O Conselho Nacional de Biossegurança, presidido pela ministra Dilma Roussef, deixou evidente a irresponsabilidade com que o governo federal tratou o assunto: se a Anvisa e o Ibama apontaram claramente, baseados em argumentos científicos, os riscos envolvidos na liberação comercial, uma postura preocupada com a saúde da população deveria respeitar a posição desses órgãos. Apesar de terem sido desenvolvidas há mais de 10 anos, todos os meses estudos independentes relatam resultados de pesquisas que apontam danos e incertezas decorrentes do cultivo de transgênicos.

Para citar apenas um, publicado em 2007: a PNAS, revista da Academia de Ciências dos Estados Unidos, publicou estudo da Universidade de Loyola (Chicago) em que se apontou que os resíduos do milho BT não se acumulavam apenas nas plantações, como se imaginava até então, mas podem alcançar cursos de água próximos, atingindo populações de insetos e larvas que os estudos anteriores não haviam considerado. É vergonhoso que dez anos após as solicitações de liberação comercial as empresas neguem-se a realizar estudos ambientais.
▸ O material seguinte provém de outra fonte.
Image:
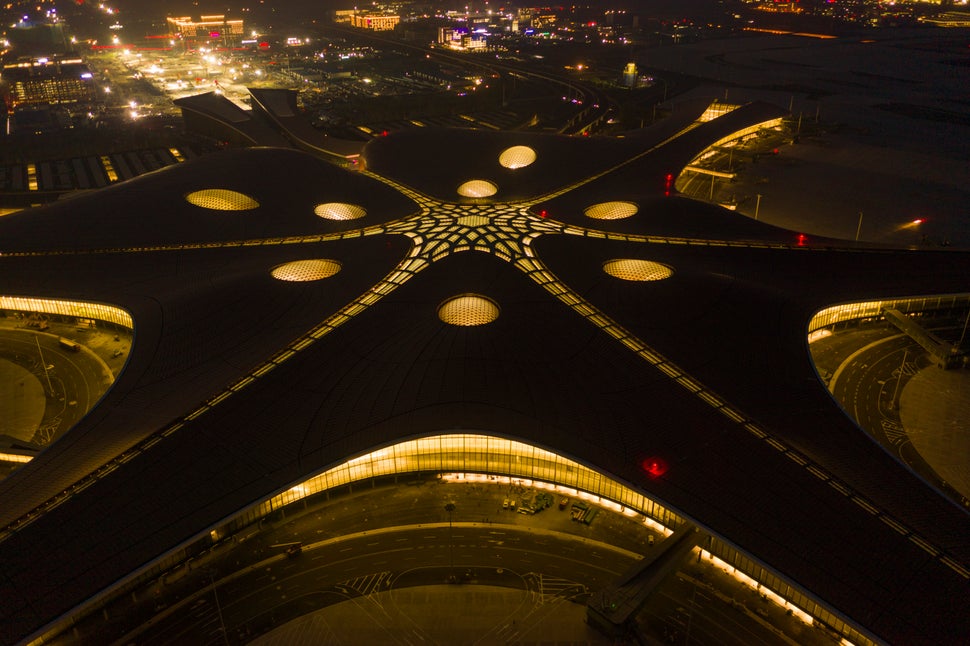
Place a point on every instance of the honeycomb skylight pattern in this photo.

A empresa Bayer realizou 27 estudos no Brasil, mas nenhum deles continha qualquer análise sobre impactos no meio ambiente, conforme pode ser verificado por qualquer um, no site da CTNBio. Ainda que se considerasse que o milho transgênico é seguro para o meio ambiente e para a saúde, o que não é o caso, segundo a Anvisa e o Ibama, outra questão de alta relevância se impõe: é possível garantir o direito dos agricultores e consumidores não consumirem transgênicos?

O milho é uma planta de "polinização cruzada" e o cruzamento das variedades pode ocorrer a longas distâncias, através do vento e de insetos. O governo federal também se fez de surdo diante desta questão, ignorando a manifestação de mais de 100 organizações da sociedade civil e também de cientistas independentes que por diversas vezes posicionaram-se contra a liberação comercial do milho transgênico da maneira como conduzida pela Comissão Técnica Nacional de Biossegurança - CTNBio. Esta Comissão discutiu o assunto apenas depois de uma ordem judicial, expedida pela Vara Ambiental de Curitiba. Ainda assim, a norma editada é insuficiente. Para os cientistas da CTNBio, caso os agricultores que cultivem milho transgênico respeitem uma distância de 100m dos plantios convencionais, orgânicos ou ecológicos, estes não serão contaminados pelas variedades transgênicas.

Foi a primeira vez na história que a CTNBio discordou de empresas de biotecnologia. A empresa norte-americana de sementes Pionner, frente à expansão dos transgênicos, aumentou seu padrão de isolamento das áreas de produção de sementes não-transgênicas, passando de 200 para 3.200 metros. Além disso, a companhia exige isolamento temporal de 4 semanas de plantios que sejam potencial fonte de contaminação. As normas da CTNBio são insuficientes.

Caso o plantio de milho transgênico ocorra segundo as normas da CTNBio, a contaminação das variedades ecológicas, convecionais ou orgânicas por transgênicos será inevitável. Terão, além de tudo, os agricultores que pagar royalties à Monsanto e à Bayer? E os cidadãos comuns, pagarão com seus impostos, os custos de indenizações aos agricultores contaminados? Mais uma vez, o direito dos agricultores produzirem sob sistemas agroecológicos e o direito dos consumidores estão nas mãos do Poder Judiciário, que deverá, nos próximos meses, decidir o mérito da Ação Civil Pública ajuizada pelo Instituto Brasileiro de Defesa do Consumidor, pela Terra de Direitos, pela ASPTA e pela Associação Nacional de Pequenos Agricultores.